Fino a quel momento avevo sempre sentito descrivere la gelosia come un'emozione infantile, patologica o come il segno di una personalità insicura.
Altri, invece, la liquidavano come qualcosa di inevitabile, soprattutto nell'uomo.
"Ha a che fare con la territorialità", dicevano. Punto.
La Gestalt propone una lettura diversa.
La gelosia è certamente un'emozione complessa, legata anche alla territorialità.
Si attiva quando percepiamo che qualcosa di importante per noi rischia di essere perso, minacciato o invaso.
Ma fermarsi qui significa vedere solo la superficie.
Sotto la gelosia, molto spesso, c'è una domanda molto più profonda.

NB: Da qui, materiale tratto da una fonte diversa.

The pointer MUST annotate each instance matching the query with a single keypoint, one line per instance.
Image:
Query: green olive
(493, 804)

"Posso fidarmi dell'altro?"
"Io sono davvero una persona degna di essere amata?"
Ed è qui che entra in gioco l'autostima.
Non intesa come sentirsi forti, sicuri o migliori degli altri.

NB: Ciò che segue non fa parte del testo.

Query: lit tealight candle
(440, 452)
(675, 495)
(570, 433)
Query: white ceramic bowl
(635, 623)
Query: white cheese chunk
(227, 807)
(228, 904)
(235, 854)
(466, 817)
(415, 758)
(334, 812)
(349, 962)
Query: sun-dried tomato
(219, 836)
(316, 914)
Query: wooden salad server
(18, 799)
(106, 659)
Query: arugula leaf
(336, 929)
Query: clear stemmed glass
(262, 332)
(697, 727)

Ma come qualcosa di molto più essenziale.
L'autostima qui è intesa come sensazione di "essere amabili".
Di "meritare" l'amore dell'altro.
Quando questa sensazione vacilla, il mondo cambia volto.
Ogni persona diventa un possibile confronto.
Ogni qualità dell'altro sembra superiore alla nostra.
"Lei è più affascinante."
"Quell'altro è più interessante di me."
Da fuori la chiamiamo gelosia.
Da dentro, molto spesso, è la paura di non essere abbastanza.
È come se ogni persona che si avvicina alla nostra relazione diventasse un potenziale invasore del nostro territorio.
Ma quel territorio, in realtà, non è il partner.
È il nostro senso di valore, che sentiamo inferiore a quello dell'altro.
Per questo la domanda non è soltanto:
"Che cosa sta cercando di proteggere la mia gelosia?"
Perché ogni emozione protegge qualcosa.
E la gelosia, molto spesso, protegge una parte fragile di noi che teme di non essere abbastanza...degna di amore.
Quando questa parte viene riconosciuta e sostenuta, la gelosia cambia natura.
Non è più un nemico da combattere né una condanna da subire.
Un invito a tornare verso noi stessi.
Perché, molto spesso, ciò che chiediamo all'altro di rassicurare è qualcosa che, prima ancora, abbiamo bisogno di riconoscere dentro di noi.